Singular Value Decomposition

The universal matrix factorization

What Every Matrix Does

The Singular Value Decomposition (SVD) reveals a simple truth: every matrix, no matter its shape or entries, can be decomposed into three operations: a rotation (or reflection), a scaling along perpendicular axes, and another rotation.

A = U\Sigma V^T

Here $V^T$ rotates the input, $\Sigma$ scales along coordinate axes, and $U$ rotates the output. The diagonal entries of $\Sigma$ are the singular values.

Interactive: Any matrix transforms the unit circle into an ellipse

Rotation30

σ₁2.0

σ₂0.8

Any matrix transforms the unit circle into an ellipse. The singular values are the semi-axis lengths; the singular vectors point along the axes.

The singular values are the lengths of the ellipse's semi-axes. The singular vectors point along those axes. Every matrix, even non-square ones, has this geometric interpretation.

The Three Steps

Let's trace through what SVD does step by step. Starting from the unit circle:

$V^T$ rotates to align with the "input directions" that will be stretched
$\Sigma$ scales each axis by its singular value
$U$ rotates to the final "output directions"

Interactive: Watch the three steps of SVD

Start with the unit circle.

A = U\Sigma V^T

The matrices $U$ and $V$ are orthogonal—their columns form orthonormal bases. Only $\Sigma$ changes the shape; the rotations preserve it.

Low-Rank Approximation

One of SVD's most powerful applications is approximation. By keeping only the largest singular values and setting the rest to zero, we get the best rank-k approximation of the original matrix (in the least-squares sense).

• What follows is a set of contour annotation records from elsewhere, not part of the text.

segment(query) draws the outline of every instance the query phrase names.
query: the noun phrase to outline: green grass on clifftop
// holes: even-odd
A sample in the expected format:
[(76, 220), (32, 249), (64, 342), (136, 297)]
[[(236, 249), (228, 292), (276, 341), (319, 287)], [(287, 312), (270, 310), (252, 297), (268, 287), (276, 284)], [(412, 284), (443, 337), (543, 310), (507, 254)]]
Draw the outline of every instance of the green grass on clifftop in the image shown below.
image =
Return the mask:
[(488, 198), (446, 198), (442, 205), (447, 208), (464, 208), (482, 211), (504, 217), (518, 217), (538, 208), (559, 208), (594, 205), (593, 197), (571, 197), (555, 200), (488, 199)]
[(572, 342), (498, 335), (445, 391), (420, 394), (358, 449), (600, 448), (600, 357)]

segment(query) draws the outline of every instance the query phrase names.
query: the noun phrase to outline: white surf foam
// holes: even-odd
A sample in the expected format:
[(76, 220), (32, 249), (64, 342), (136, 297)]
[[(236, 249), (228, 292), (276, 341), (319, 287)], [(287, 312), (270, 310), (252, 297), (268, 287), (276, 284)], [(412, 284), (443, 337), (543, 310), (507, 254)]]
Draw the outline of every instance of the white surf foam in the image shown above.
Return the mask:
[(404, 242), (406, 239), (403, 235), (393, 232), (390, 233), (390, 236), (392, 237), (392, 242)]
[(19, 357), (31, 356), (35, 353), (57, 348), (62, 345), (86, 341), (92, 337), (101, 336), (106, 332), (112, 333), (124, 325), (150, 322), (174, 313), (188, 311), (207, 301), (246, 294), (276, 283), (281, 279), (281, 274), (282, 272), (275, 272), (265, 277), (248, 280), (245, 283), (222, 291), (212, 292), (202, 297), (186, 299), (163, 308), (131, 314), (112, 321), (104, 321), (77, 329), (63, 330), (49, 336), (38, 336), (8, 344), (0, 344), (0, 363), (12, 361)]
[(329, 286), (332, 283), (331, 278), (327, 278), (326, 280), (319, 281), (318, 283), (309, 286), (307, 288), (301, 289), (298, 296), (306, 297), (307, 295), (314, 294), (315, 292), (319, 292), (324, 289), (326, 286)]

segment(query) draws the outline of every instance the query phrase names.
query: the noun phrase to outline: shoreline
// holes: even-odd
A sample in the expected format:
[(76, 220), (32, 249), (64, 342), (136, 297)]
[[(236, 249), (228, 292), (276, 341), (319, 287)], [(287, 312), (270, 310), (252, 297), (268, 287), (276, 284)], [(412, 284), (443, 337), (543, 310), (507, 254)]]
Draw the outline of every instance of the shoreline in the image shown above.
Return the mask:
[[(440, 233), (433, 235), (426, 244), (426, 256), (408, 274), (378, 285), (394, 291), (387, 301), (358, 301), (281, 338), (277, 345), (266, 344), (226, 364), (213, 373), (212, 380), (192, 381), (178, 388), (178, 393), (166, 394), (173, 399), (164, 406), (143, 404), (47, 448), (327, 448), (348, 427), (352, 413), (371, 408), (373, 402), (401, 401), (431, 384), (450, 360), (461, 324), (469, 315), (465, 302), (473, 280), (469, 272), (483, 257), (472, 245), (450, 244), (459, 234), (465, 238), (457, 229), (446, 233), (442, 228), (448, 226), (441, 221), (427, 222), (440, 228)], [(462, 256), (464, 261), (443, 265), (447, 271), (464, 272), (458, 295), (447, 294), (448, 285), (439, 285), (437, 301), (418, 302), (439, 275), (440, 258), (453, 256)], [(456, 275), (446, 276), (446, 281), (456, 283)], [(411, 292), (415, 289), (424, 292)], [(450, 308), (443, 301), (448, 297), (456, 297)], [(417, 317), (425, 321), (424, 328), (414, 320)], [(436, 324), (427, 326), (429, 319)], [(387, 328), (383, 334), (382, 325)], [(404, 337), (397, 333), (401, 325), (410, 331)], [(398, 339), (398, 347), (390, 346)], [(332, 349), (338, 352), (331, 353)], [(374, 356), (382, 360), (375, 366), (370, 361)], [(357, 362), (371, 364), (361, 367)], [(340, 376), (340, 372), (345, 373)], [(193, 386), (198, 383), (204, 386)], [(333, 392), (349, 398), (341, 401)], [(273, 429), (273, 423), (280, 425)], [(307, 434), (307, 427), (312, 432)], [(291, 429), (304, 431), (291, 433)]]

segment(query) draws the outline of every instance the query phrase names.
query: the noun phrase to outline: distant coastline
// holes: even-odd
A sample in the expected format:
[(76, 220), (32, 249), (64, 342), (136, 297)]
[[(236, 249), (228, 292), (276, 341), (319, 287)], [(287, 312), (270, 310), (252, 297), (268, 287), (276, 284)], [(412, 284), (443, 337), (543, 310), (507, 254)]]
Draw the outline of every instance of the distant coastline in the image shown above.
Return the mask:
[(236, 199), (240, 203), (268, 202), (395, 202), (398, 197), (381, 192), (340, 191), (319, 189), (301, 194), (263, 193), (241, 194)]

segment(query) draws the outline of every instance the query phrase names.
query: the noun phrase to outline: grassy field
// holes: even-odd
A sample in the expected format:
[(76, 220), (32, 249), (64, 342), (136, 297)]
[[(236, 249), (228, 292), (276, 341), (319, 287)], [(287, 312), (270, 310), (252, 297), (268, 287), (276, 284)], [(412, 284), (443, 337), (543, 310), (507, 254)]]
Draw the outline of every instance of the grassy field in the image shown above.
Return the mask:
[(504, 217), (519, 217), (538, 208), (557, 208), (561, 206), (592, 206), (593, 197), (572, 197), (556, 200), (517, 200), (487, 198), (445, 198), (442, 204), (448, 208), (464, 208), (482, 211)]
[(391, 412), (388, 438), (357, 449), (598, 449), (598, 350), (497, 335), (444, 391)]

A \approx \sigma_1 \vec{u}_1 \vec{v}_1^T + \sigma_2 \vec{u}_2 \vec{v}_2^T + \cdots + \sigma_k \vec{u}_k \vec{v}_k^T

The singular values tell you how "important" each component is. Often, the first few singular values capture most of the matrix's structure, while the smaller ones represent noise or fine details.

Interactive: Data approximation by rank

Gray: original data. Blue: same data (full rank).

Image Compression

Images are matrices of pixel values. SVD compression stores only the top singular values and their associated vectors instead of every pixel. For a rank-k approximation of an m×n image, you store k(m + n + 1) numbers instead of mn.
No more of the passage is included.